16/2/11

No digas noche

La verdad es que hasta después de la tragedia yo no sabía nada de Emanuel Orvieto, ni siquiera lo poco que sabían de él su tutora y la asesora: que desde los diez años vivía aquí, en Tel Keidar, con una tía soltera, empleada de un banco; que su madre había muerto hacía unos años, en el avión secuestrado de la Olympic; que su padre se había establecido en Nigeria como asesor de seguridad. Por la sala de profesores circulaba una historia turbia, que el chico estaba enamorado o liado con una muchacha de Eilat, varios años mayor que él, al parecer drogadicta o traficante. Antes de la tragedia, yo no prestaba mayor atención a los comentarios de la sala de profesores, porque están plagados de cotilleos, como lo están, en realidad, los de toda la población.

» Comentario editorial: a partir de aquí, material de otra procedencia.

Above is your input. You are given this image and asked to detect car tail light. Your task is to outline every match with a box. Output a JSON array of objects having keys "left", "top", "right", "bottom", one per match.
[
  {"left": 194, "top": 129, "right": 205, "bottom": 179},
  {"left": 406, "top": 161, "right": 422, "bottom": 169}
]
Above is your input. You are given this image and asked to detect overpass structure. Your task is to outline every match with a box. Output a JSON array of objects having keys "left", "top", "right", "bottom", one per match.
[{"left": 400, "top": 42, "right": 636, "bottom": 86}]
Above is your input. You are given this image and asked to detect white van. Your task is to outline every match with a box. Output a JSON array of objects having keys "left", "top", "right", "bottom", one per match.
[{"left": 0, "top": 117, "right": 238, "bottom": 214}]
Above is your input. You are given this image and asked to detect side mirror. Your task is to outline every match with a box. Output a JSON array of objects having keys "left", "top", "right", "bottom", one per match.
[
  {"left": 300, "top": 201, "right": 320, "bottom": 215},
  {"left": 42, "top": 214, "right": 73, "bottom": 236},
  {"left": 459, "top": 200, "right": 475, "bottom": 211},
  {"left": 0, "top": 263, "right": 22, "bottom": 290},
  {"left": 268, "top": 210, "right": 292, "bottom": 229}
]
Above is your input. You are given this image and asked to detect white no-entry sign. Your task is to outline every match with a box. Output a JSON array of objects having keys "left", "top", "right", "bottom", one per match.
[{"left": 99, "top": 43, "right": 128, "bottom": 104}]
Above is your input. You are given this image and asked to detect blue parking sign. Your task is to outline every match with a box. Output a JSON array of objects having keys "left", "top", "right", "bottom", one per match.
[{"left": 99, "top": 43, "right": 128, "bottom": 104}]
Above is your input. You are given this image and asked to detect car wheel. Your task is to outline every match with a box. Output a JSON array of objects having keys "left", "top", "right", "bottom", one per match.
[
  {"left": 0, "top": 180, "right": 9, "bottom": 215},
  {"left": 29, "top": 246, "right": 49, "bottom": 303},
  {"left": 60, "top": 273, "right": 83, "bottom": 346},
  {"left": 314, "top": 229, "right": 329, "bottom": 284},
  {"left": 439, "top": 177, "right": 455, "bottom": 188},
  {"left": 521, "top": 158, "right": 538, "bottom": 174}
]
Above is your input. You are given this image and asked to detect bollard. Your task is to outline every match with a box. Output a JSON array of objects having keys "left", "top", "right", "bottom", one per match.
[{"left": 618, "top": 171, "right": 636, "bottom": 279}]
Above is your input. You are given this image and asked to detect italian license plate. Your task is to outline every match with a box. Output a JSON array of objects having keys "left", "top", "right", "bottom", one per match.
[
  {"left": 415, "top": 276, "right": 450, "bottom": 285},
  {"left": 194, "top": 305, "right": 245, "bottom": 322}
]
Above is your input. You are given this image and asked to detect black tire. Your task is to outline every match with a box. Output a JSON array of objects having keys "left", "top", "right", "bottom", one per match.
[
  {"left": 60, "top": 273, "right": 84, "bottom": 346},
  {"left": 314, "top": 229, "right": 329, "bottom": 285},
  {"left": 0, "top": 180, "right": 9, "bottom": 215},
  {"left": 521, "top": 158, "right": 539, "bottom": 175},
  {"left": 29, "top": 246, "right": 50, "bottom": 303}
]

Lo encontraron a poca distancia de las minas de cobre abandonadas que hay en las inmediaciones de Eilat, diez días después de haber desaparecido de la casa de su tía. Se había caído de un despeñadero o había saltado. Se había fracturado la columna y probablemente había estado agonizando un día entero y la mitad de una noche en la explanada al pie del precipicio, hasta que expiró. Se confía en que no estuviera consciente durante todas esas horas de suplicio, pero no hay forma de saberlo.

(Amos Oz, No digas noche, Ediciones Siruela 1998)

Una pareja perdida en un pequeño poblado junto al desierto. Con este punto de partida el autor trama una historia envolvente: el dolor es cíclico e induce a cometer errores que incuban futuras caídas. Este Israel no es el de los telediarios.